The silence was a delight.

OUR TABLE WAS AT THE REAR OF JACOB
Wirth’s. Bolton was on his second dark beer before dinner, and in storytelling mode.

“We’d just gotten the DNA lab up and running,” he said. “A couple of department clowns were fussing about whether Albert DeSalvo was the ‘Boston Strangler.’ They wanted to run tests, make a definitive announcement, but they didn’t have anything to test. Jimmy Wheaton, BTT’s guy who does ‘Talk about Boston,’ called. I figured he wanted to discuss the new lab, but the last time I was on that show, Wheaton threw me more than a few curveballs. I made these cards, about the size of business cards, and I printed ‘Fuck You’ on each one.”

“Not very nice, Raymond,” I said. “Sounds like something I’d do.”

“Listen,” he continued. “Jimmy’s first question was about the bad blood between some of the cops and the highway department. There was stuff in the
Boston Record
, but that was all I knew about it. Instead of answering the question, I handed him a
card. We were on live. He handled the first one, skirted the issue, asked me about the lab, then he landed on the BPD’s image. I gave him another one.”

I laughed.

“At the commercial break he said, ‘Ray, you’re killing me. What are you doing?’ I told him to stop using me as a straight man, and we were fine for the last twenty minutes. I got the idea from you.”

“Bullshit.”

“The hell,” Bolton said with a laugh. “You were my inspiration. Where was it?”

“D.C.,” I said.

“That’s right. It was back when they had the seven-second tape delay. You told the guy that every time he asked a hinky question you were going to say one of those words you aren’t supposed to say on the air. The guy was cocky. He told you about the tape delay. You said that was fine, you’d just repeat each word for eight seconds.”

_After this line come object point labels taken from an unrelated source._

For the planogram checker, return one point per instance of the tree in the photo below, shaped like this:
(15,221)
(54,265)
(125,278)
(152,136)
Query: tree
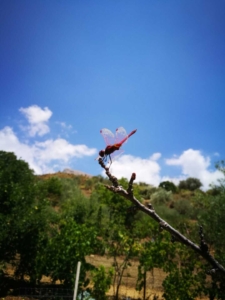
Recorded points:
(215,269)
(190,184)
(168,186)
(23,216)
(17,195)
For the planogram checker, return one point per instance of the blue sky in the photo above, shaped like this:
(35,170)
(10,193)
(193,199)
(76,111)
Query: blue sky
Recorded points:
(70,68)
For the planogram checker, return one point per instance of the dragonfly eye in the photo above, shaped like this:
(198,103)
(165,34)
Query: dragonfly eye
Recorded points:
(101,153)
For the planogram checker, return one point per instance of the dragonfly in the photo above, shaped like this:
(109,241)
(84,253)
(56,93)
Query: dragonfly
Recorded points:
(113,142)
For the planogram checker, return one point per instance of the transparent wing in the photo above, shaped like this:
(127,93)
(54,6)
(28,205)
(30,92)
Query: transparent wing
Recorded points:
(116,154)
(120,134)
(108,136)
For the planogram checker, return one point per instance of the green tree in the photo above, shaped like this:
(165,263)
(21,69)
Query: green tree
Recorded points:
(102,281)
(190,184)
(23,215)
(168,186)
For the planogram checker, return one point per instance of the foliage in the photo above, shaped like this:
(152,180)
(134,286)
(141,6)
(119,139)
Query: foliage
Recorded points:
(70,244)
(183,206)
(102,281)
(168,186)
(190,184)
(23,215)
(161,197)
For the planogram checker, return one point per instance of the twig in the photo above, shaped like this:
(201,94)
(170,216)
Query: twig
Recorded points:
(176,235)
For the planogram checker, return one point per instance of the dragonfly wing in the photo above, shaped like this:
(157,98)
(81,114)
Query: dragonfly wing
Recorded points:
(108,136)
(116,154)
(120,134)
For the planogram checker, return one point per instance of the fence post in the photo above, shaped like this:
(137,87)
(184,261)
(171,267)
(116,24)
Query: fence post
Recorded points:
(76,280)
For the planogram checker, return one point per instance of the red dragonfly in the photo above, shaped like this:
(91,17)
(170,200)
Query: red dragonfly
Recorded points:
(113,142)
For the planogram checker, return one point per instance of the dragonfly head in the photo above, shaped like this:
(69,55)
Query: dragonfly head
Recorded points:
(102,153)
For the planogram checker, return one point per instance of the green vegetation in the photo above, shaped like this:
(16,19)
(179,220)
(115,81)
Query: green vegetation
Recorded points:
(49,223)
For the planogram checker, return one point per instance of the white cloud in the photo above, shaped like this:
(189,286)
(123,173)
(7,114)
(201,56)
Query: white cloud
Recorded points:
(194,164)
(41,155)
(61,149)
(147,170)
(37,119)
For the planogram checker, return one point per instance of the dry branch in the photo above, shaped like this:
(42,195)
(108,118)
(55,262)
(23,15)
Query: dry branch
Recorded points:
(176,235)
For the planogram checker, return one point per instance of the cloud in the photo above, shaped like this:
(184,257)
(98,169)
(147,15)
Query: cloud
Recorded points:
(194,164)
(37,119)
(43,156)
(147,170)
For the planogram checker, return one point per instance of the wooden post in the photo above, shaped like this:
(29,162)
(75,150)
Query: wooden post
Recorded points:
(76,280)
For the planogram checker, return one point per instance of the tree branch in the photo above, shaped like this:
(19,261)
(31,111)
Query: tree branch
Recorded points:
(176,235)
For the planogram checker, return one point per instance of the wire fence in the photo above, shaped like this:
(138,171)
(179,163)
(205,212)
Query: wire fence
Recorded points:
(127,290)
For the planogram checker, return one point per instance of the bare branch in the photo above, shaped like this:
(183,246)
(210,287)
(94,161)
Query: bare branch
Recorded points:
(149,210)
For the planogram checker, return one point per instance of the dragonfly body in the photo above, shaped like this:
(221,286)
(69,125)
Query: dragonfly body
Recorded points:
(112,147)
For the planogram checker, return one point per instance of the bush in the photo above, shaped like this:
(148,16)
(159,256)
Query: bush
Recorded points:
(161,197)
(190,184)
(168,186)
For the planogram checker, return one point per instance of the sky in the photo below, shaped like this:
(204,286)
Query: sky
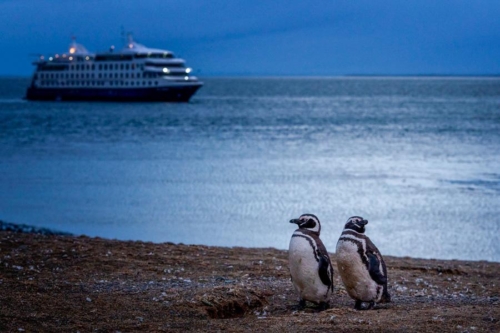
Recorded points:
(267,37)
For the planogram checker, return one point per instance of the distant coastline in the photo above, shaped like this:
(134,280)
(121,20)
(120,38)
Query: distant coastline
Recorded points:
(28,229)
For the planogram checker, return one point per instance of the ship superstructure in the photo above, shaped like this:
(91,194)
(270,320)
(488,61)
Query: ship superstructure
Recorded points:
(135,72)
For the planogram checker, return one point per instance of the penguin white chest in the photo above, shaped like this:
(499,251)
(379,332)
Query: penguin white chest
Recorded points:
(354,272)
(303,263)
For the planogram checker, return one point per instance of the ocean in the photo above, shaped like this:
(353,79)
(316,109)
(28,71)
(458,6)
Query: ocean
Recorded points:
(418,157)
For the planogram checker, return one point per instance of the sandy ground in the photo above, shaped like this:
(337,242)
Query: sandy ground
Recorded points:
(52,283)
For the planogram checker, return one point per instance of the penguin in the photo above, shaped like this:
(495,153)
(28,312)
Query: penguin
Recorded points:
(361,266)
(311,270)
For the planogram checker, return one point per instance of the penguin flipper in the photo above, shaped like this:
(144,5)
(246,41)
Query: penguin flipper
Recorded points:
(323,270)
(374,269)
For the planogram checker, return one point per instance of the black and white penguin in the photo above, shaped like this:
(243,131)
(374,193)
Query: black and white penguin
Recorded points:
(361,265)
(310,267)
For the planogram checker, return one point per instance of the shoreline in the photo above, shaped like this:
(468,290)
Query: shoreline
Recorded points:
(77,283)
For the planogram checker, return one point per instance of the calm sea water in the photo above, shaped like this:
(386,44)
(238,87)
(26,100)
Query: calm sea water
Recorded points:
(418,157)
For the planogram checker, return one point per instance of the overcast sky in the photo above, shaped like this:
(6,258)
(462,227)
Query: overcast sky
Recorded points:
(267,37)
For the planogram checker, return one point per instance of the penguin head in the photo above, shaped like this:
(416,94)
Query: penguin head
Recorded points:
(309,222)
(356,223)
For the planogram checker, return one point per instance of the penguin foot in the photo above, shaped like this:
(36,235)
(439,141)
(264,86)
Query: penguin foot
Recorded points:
(370,305)
(301,305)
(359,305)
(323,306)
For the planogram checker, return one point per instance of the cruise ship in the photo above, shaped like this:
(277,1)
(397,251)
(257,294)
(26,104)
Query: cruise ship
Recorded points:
(134,73)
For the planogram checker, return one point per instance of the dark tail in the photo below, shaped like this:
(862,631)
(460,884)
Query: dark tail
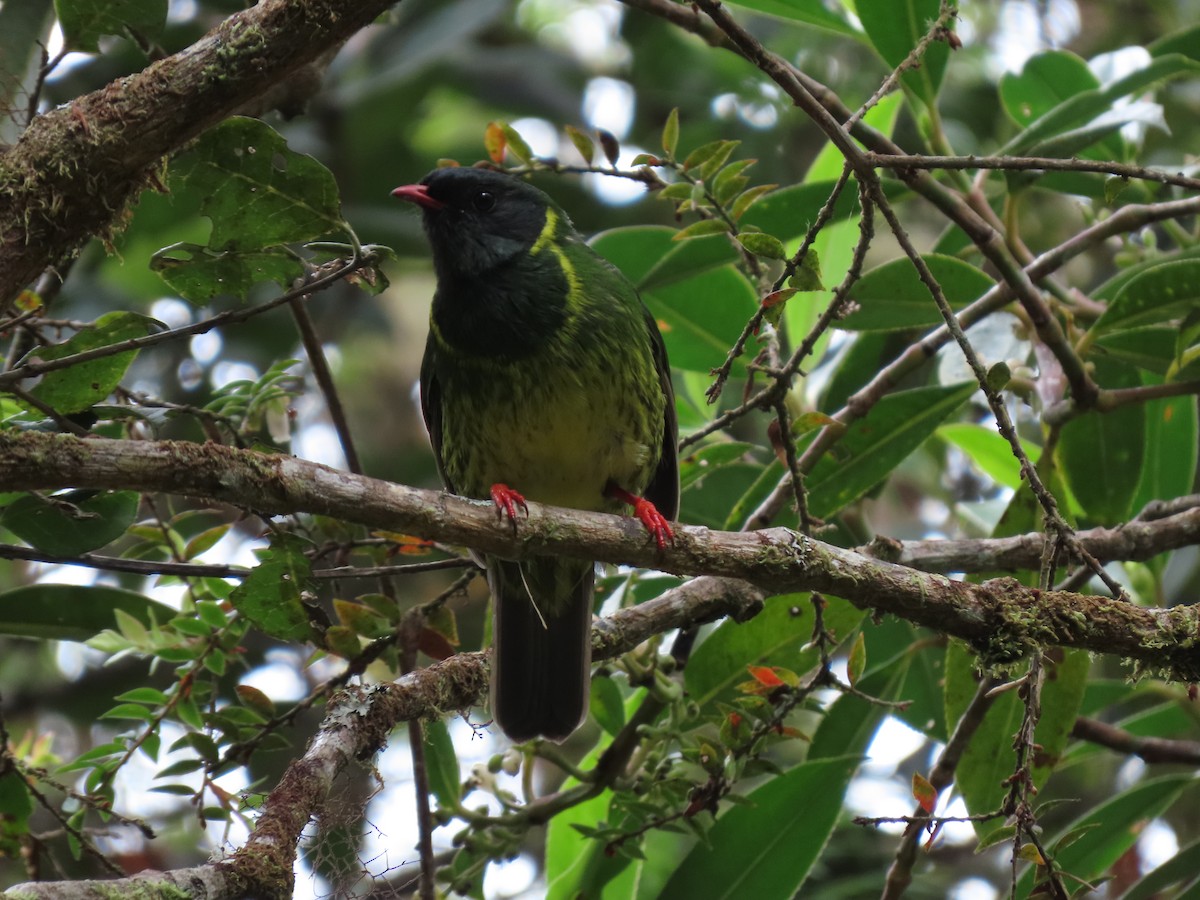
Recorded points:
(541,654)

“A knowledge of syphilis is not an instruction to get it,” I said, paraphrasing my favorite philosopher of culture, Lenny Bruce.

Our waiter delivered dinner and removed our empty mugs for refills. Bolton had the German mixed grill—bratwurst and weisswurst, sauerkraut, potato salad, and pickled red cabbage. I had ordered Jake’s special, knockwurst and bratwurst in red beer sauce, and the requisite sauerkraut and potato salad. I stabbed at Bolton’s cabbage.

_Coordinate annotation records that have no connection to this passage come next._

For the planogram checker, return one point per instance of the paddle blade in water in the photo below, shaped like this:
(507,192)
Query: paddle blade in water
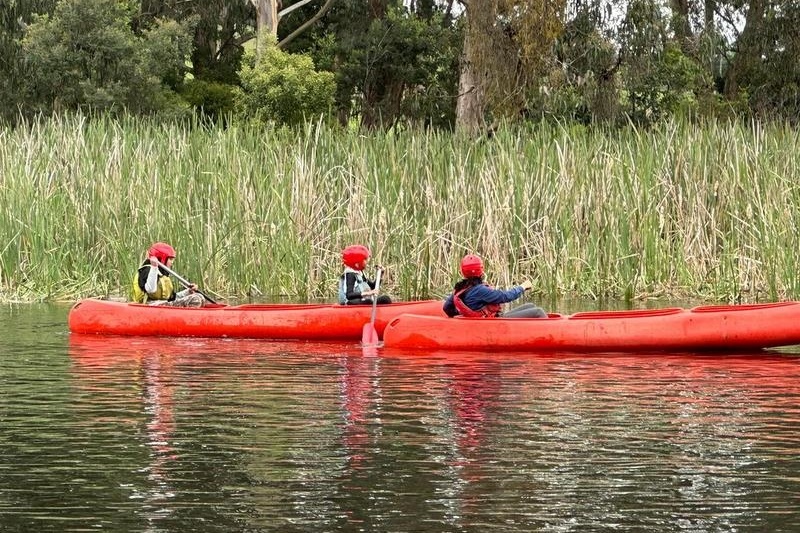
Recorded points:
(369,336)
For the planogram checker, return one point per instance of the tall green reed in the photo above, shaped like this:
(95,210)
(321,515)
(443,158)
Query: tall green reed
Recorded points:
(683,210)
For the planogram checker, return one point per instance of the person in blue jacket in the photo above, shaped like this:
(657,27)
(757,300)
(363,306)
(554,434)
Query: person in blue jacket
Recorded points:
(472,297)
(354,286)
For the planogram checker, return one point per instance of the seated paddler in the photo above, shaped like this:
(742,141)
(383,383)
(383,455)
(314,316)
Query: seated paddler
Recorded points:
(152,285)
(473,297)
(354,286)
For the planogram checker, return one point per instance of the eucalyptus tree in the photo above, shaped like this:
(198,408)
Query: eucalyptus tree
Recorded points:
(15,15)
(394,61)
(506,43)
(86,55)
(269,14)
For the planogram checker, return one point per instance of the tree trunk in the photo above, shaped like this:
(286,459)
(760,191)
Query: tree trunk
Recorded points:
(473,79)
(266,24)
(747,49)
(680,24)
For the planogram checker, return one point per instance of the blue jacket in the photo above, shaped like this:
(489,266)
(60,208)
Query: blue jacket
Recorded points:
(481,295)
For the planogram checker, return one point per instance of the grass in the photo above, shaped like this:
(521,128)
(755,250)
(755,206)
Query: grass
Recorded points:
(684,211)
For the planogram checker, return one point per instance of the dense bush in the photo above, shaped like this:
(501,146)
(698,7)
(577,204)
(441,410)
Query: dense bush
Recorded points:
(283,88)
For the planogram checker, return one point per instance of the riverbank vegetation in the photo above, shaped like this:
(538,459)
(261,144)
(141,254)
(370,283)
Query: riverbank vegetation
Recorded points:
(678,210)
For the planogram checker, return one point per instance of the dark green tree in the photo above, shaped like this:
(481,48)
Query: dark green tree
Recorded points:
(86,56)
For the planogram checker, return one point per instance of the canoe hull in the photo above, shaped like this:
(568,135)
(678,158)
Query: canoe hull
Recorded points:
(720,327)
(270,321)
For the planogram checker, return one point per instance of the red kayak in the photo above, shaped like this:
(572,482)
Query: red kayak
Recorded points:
(714,327)
(259,321)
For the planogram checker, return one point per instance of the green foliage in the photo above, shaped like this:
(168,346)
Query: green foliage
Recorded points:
(391,64)
(86,56)
(212,100)
(283,88)
(666,86)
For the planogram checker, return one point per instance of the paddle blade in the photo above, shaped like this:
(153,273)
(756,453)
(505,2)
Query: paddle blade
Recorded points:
(369,335)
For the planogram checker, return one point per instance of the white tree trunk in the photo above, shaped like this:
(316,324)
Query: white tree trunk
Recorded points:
(266,24)
(470,103)
(474,75)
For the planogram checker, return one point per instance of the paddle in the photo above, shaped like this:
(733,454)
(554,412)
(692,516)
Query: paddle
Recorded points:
(369,335)
(186,283)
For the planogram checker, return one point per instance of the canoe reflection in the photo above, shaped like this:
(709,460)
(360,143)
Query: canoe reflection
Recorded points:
(322,428)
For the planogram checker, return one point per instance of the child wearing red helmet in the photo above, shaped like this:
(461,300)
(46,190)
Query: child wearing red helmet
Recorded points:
(472,297)
(153,286)
(354,287)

“Waycross should be here,” I said.

“He’s not a nice drunk,” Bolton said. “He was drinking before Shannon died. He didn’t drink every day, but when he did, it was uncontrolled. The only department Christmas party he attended, he never left the bar. Shannon was with Louise and me most of the night. When we went home, I guess she danced with a couple of the guys. Neville went after one of them. Remember Steve Winslow?”